Команды на ней не было, кроме капитана. Он не успел спуститься в шлюпку, и ее у него на глазах вместе с матросами накрыло волной. Потом его самого стукнуло головой о мачту и только чудом не снесло в море. Раненый, истекающий кровью, он с трудом добрался до каюты и молил бога лишь об одном: чтобы тот поскорее соединил его с погибшими товарищами. Когда мы появились, Астуриас умирал. Он узнал меня и на Библии заставил поклясться, что мы выполним его последнюю волю — доставим уцелевший груз и деньги тому человеку, который доверил ему свое состояние. Воля умирающего — закон. Как я уже говорил, течь была небольшая, и товары почти не пострадали. Мы перегрузили их на «Марисоль» и при благоприятном ветре доплыли до Герона, откуда, обратив часть товаров в деньги, направились сюда.

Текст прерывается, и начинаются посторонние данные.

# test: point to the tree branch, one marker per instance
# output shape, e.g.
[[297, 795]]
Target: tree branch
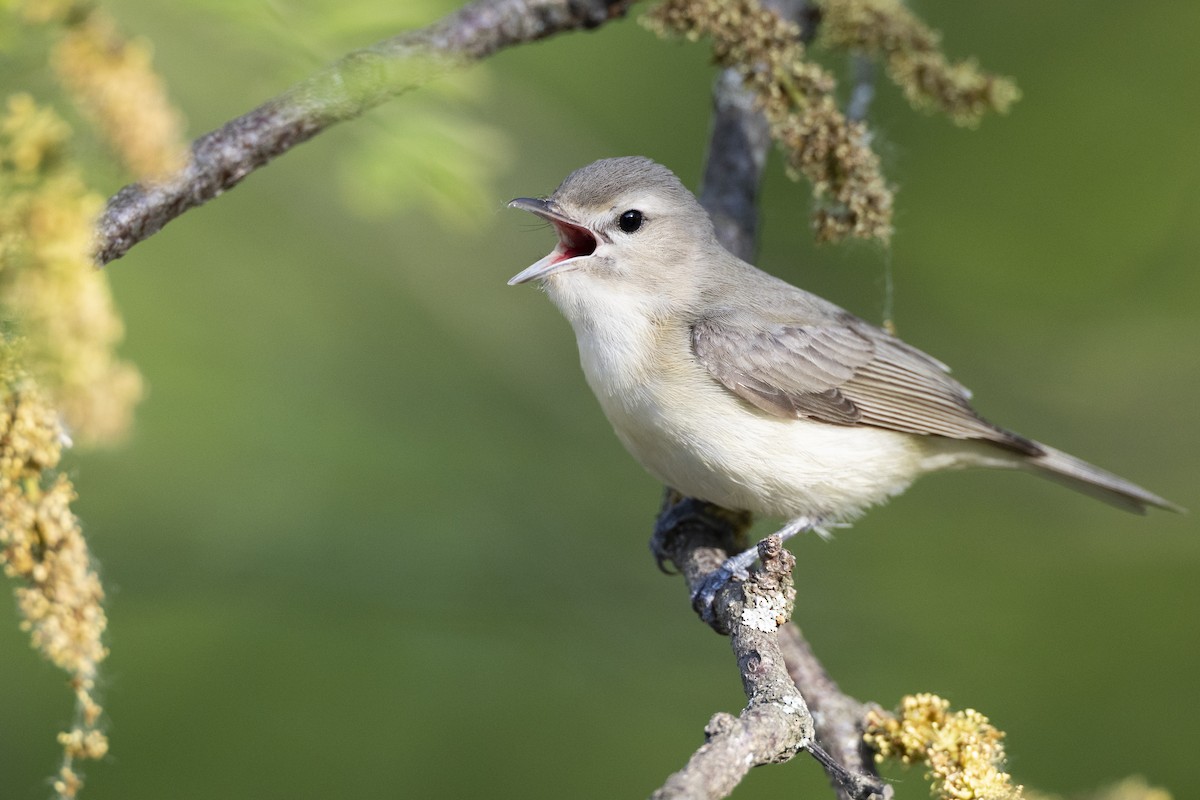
[[220, 160], [775, 725]]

— Печальная весть, — прошептала дона Хозефа, орошая слезами руку Рауля, — и радостная одновременно. Как бы радовался, будь он жив, бедный брат…
И в порыве искреннего чувства прижала к губам руку моряка.
— Мы даже не знаем, как отблагодарить вас!
— Вам надо благодарить другого человека, — сказал он с улыбкой. — Я только исполнял его волю.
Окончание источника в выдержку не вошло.